Although internationally backed commissions that pursue corruption cases in Guatemala and Honduras are set to disband in coming months, their successes in prosecuting officials will leave a legacy that the countries can build upon, a former Guatemalan prosecutor said.
For decades Guatemalans observed the impunity with which venal public officials acted, said Arturo Aguilar, who worked in Guatemala's Office of the Attorney General. The establishment in 2007 of the International Commission against Impunity in Guatemala (CICIG) helped pass antibribery laws and enforce them by jailing corrupt public officials, said Aguilar, who also had worked with CICIG.
There is a "new conscience of being put before a court or being put before a prosecutor" and "that consequences can happen and will happen if you don't obey the law," said Aguilar, now executive director of the Seattle International Foundation, a group focusing on rule of law in Central America, on a panel* in Washington, DC.

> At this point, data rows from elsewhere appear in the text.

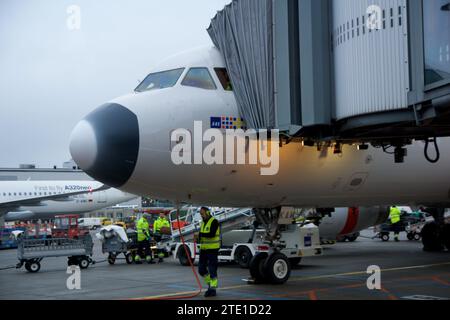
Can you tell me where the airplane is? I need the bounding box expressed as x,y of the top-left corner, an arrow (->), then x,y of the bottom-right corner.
0,181 -> 136,221
70,46 -> 450,282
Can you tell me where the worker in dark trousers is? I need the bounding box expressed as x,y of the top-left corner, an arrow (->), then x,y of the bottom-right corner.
198,207 -> 220,298
153,212 -> 170,263
134,213 -> 154,264
389,206 -> 401,242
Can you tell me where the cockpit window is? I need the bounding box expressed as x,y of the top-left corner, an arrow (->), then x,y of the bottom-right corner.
181,68 -> 217,90
134,68 -> 184,92
214,68 -> 233,91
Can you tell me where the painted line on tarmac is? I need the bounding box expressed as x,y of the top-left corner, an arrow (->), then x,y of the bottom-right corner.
128,262 -> 450,300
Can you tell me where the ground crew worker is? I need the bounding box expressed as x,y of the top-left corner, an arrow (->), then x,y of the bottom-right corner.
198,207 -> 220,298
153,212 -> 170,262
134,213 -> 154,264
389,206 -> 401,242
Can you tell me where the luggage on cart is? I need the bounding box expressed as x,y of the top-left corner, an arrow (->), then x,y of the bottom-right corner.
16,234 -> 95,273
96,225 -> 137,265
374,214 -> 425,242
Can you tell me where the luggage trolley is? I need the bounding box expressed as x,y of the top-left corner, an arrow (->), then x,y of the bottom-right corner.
16,235 -> 95,273
97,225 -> 137,265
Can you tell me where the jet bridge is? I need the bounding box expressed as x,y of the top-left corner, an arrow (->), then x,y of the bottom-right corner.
208,0 -> 450,162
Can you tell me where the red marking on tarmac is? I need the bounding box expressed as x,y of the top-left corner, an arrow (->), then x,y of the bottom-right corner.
381,287 -> 398,300
339,208 -> 359,235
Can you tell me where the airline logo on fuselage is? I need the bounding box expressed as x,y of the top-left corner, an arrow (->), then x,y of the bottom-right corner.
64,185 -> 92,191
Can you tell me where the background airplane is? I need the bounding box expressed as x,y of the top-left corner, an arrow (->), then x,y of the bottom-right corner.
0,181 -> 136,221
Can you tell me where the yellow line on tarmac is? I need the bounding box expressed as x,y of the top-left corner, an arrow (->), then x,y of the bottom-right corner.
130,262 -> 450,300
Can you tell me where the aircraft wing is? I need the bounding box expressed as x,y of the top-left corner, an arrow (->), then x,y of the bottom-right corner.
0,185 -> 111,211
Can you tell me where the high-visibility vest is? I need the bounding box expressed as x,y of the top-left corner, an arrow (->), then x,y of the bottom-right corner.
136,217 -> 150,241
200,217 -> 220,250
153,217 -> 170,232
389,207 -> 400,224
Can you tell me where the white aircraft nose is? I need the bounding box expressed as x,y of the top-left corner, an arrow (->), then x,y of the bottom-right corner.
69,120 -> 98,170
70,103 -> 139,188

"That is the legacy, I think that CICIG and MACCIH [Mission in Support of the Fight Against Corruption in Honduras] and all of these efforts can leave in my country or in other countries in Central America," Aguilar said.
CICIG has helped the Guatemalan attorney general's office obtain more than 300 convictions, according to an American University study. CICIG also participated in the indictment of former President Otto Perez Molina on bribery charges; Molina is in custody awaiting trial. MACCIH, established in 2016, has been credited with assisting in dozens of convictions. Both commissions assist national authorities who try the cases in national courts.

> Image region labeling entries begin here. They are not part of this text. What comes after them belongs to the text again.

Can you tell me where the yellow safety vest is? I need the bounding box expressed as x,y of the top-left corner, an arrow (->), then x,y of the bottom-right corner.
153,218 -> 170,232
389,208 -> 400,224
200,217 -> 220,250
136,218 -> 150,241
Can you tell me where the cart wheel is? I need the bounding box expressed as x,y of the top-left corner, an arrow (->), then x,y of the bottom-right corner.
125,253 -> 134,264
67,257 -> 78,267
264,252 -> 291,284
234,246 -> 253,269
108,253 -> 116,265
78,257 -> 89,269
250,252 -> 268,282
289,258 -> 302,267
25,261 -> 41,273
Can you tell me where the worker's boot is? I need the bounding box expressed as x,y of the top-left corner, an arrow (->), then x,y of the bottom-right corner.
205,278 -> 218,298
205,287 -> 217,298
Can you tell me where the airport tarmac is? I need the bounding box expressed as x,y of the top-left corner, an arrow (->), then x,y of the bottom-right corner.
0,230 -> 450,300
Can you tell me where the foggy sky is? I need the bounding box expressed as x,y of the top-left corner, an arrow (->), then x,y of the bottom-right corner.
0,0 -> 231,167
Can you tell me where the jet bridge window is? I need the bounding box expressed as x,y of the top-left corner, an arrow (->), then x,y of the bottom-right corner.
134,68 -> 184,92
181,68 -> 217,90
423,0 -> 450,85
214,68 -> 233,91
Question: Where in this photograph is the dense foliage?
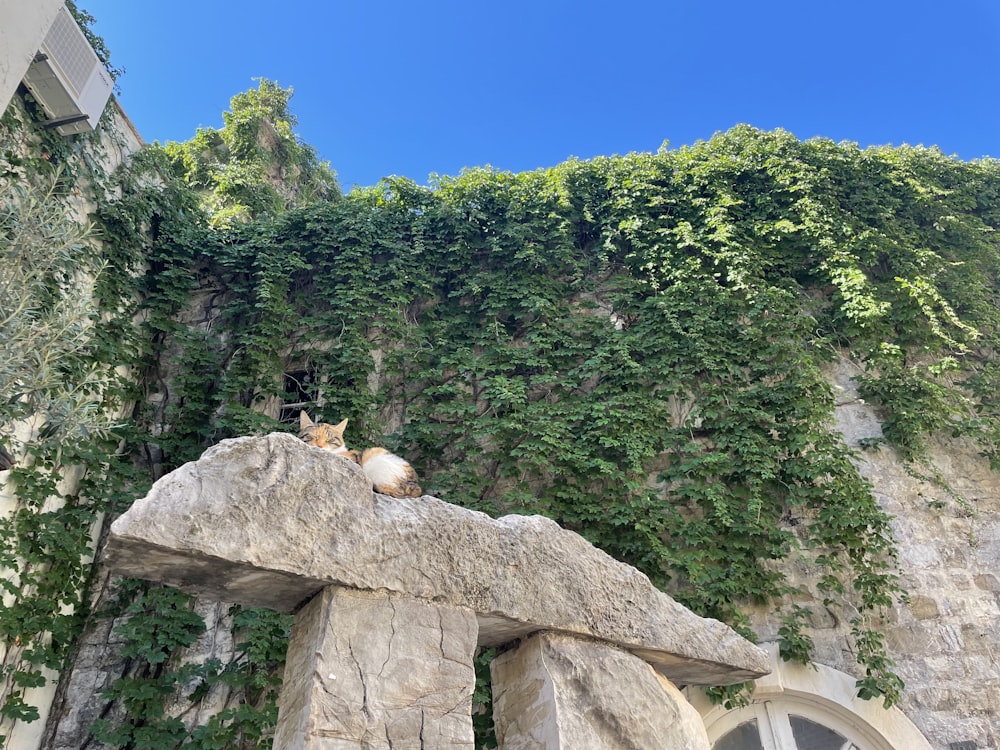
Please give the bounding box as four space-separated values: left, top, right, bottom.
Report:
5 69 1000 748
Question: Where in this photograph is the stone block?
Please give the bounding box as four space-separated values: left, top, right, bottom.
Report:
491 632 709 750
106 433 769 685
274 586 478 750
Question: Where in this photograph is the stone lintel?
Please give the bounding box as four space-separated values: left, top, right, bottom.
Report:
106 433 769 685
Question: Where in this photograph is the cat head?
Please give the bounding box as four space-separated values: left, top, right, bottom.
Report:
299 411 347 453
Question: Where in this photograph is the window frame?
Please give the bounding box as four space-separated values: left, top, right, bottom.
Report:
684 643 933 750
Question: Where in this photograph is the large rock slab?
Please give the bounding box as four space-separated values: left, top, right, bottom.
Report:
107 433 768 684
490 633 709 750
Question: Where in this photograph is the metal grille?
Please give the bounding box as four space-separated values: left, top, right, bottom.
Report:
45 6 96 96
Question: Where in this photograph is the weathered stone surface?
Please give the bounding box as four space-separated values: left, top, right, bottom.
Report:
274 586 478 750
491 633 709 750
107 433 768 684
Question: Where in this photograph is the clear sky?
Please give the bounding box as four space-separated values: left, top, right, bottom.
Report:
77 0 1000 190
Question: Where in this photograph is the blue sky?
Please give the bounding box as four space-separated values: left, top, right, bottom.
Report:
77 0 1000 189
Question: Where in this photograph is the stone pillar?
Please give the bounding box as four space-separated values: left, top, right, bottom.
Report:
274 586 479 750
491 632 709 750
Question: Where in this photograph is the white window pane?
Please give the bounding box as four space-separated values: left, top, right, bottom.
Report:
712 719 764 750
788 714 855 750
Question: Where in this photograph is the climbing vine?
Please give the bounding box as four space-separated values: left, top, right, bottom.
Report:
1 63 1000 748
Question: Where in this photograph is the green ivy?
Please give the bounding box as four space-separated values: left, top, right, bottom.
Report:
0 66 1000 748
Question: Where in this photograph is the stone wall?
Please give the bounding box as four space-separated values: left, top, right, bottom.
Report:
754 356 1000 750
0 69 142 750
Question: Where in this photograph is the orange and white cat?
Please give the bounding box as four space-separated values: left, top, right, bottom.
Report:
299 411 423 497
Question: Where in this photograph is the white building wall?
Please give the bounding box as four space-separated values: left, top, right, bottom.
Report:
0 0 63 112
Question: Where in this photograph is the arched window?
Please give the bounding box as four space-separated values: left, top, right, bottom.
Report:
686 645 931 750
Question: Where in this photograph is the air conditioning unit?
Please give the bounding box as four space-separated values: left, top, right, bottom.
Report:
24 5 114 135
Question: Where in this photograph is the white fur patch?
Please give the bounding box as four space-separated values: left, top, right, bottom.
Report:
361 453 406 486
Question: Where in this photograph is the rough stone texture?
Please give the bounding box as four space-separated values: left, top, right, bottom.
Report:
274 586 478 750
754 359 1000 748
491 633 709 750
106 433 768 684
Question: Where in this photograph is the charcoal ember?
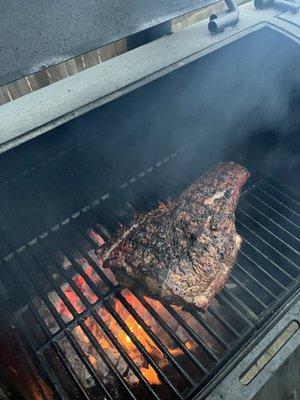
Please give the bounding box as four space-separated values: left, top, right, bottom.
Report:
98 162 249 310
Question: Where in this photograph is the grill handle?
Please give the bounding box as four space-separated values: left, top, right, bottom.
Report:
208 0 240 33
206 295 300 400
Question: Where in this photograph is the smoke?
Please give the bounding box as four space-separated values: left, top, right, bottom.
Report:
59 28 300 197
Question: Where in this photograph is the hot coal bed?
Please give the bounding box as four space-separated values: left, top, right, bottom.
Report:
0 28 300 400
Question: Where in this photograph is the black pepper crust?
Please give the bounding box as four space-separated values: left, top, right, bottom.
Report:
99 162 250 310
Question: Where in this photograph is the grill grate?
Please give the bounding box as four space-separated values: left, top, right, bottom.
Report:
0 148 300 399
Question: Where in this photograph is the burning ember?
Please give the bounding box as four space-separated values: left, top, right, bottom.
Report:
34 231 224 394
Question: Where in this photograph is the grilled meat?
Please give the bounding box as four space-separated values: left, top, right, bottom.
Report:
102 162 249 310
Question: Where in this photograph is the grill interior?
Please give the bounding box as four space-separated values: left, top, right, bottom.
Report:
1 145 300 399
0 26 300 399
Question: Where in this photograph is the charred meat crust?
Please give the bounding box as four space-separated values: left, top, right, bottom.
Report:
102 162 249 310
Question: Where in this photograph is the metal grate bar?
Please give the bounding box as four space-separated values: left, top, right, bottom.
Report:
233 262 277 300
104 300 182 399
191 311 229 349
92 312 159 400
116 292 193 384
245 192 300 241
229 274 267 309
236 218 293 281
136 295 206 372
240 244 285 291
206 306 240 337
238 208 300 269
164 304 218 371
76 323 136 399
257 186 299 226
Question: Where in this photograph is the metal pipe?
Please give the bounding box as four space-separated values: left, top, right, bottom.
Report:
208 0 239 33
254 0 300 14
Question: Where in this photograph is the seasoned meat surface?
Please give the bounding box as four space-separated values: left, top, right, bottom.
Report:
102 162 249 310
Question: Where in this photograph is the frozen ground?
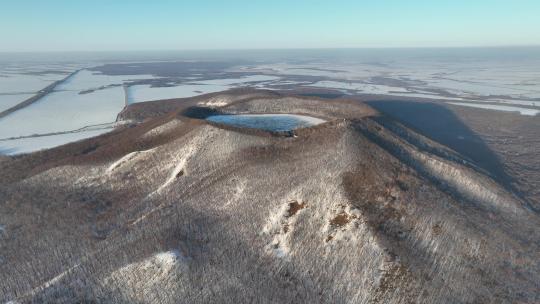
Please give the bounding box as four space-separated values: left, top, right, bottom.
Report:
128 75 279 103
0 87 124 139
0 94 34 112
449 102 540 116
0 128 112 155
0 49 540 151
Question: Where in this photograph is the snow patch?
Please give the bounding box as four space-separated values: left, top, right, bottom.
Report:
107 149 153 173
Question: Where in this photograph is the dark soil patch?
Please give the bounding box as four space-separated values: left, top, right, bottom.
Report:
287 201 306 217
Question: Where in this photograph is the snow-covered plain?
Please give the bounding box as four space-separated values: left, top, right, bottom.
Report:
449 102 540 116
128 84 230 103
207 114 325 131
0 94 34 112
0 128 112 155
128 75 280 103
0 87 124 139
0 50 540 153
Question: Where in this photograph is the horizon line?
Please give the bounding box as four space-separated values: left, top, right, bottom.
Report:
0 44 540 54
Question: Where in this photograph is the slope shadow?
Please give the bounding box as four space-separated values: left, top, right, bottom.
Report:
366 100 518 193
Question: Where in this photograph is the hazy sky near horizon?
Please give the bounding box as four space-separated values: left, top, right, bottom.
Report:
0 0 540 52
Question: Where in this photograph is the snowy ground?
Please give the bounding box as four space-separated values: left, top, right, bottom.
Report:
0 50 540 153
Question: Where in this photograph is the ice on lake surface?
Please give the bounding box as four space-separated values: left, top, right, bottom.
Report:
207 114 325 132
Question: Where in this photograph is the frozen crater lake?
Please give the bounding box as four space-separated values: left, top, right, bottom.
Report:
206 114 326 132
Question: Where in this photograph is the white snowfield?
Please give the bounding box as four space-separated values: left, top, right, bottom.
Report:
0 97 540 304
449 102 540 116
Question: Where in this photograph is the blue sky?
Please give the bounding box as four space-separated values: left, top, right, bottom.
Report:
0 0 540 51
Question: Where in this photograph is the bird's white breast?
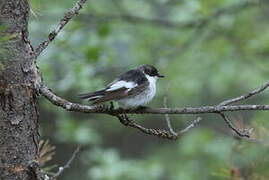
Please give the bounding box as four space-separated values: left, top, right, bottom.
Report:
118 75 158 108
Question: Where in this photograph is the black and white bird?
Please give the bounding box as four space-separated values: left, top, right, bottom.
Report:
79 65 164 109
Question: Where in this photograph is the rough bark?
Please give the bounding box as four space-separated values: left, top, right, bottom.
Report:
0 0 38 180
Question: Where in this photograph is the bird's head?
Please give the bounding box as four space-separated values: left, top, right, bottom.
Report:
138 64 164 78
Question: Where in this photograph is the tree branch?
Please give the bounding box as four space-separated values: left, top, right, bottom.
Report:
39 79 269 140
40 84 269 114
34 0 87 58
219 112 252 138
219 82 269 106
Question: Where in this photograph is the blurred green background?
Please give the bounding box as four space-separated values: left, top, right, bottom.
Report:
29 0 269 180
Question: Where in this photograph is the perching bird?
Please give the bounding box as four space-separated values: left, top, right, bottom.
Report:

— Ex-attorney general agrees —
Thelma Aldana, the former Guatemalan attorney general who while in office obtained the indictment against Molina and others associated with his case, agreed with Aguilar that anticorruption cultural changes are following the institutional changes brought by CICIG and other anti-graft efforts.

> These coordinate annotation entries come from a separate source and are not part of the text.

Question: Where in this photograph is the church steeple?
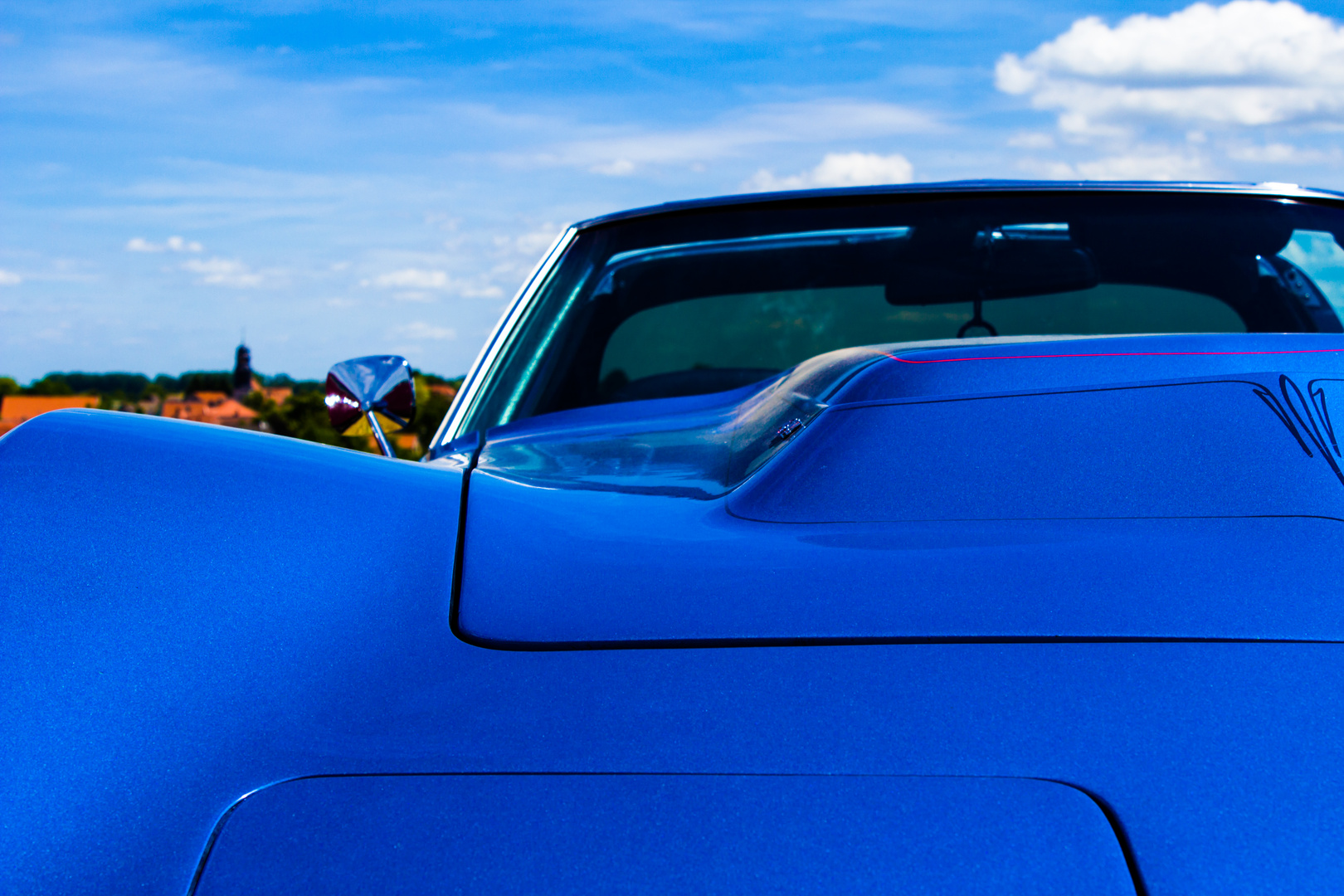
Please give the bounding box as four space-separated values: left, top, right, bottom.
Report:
234 345 253 401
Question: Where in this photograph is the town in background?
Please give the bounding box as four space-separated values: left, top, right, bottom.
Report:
0 345 462 460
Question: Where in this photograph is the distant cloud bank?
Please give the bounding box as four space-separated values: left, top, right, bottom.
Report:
126 236 206 252
742 152 915 192
995 0 1344 134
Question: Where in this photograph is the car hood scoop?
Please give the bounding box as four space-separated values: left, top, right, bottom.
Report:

"We are in a stage of retreat now, but we have laws on the books and capacity that no one can take away and a mentality in the hearts and minds of the people that no one can reverse," Aldana told the audience through a translator.
Aldana herself was charged with embezzlement in March the same week she registered to run for president of Guatemala; she denies the charges. The Guatemalan Constitutional Court in June disqualified her candidacy, a decision denounced by a group of US senators who called it "politically motivated."
— Mandates ending —
Outgoing Guatemalan President Jimmy Morales has said he will not renew the mandate of CICIG when it ends in September. Morales has been investigated by CICIG and Aldana for misuse of campaign funds.
Presidential elections in Guatemala are set for Aug. 11, and none of the leading candidates has indicated they will renew CICIG, said Charles T. Call, an American University fellow who has been studying anticorruption commissions in Central America.
The mandate of the Honduran anticorruption commission MACCIH will expire in January 2020. MACCIH is backed by the Organization of American States.
— FCPA a legal concern —
The weakness of the rule of law is a key contributor to migration from Central America and an obstacle to economic progress, said Mark L. Schneider, a senior adviser at the Center for Strategic & International Studies.
"US business, and other international business, are leery about expansion into a region without the certainty of the rule of law and guarantees of a level playing field so that firms are not faced with unfair competition unless they violate the Foreign Corrupt Practices Act," Schneider said.
"Just last week the State Department issued its investment climate statement for Guatemala, noting that foreign direct investment flows fell 11 percent last year, and it noted complex and confusing laws and regulations, inconsistent judicial decisions, bureaucratic impediments and corruption continue to constitute practical barriers to investment," Schneider said.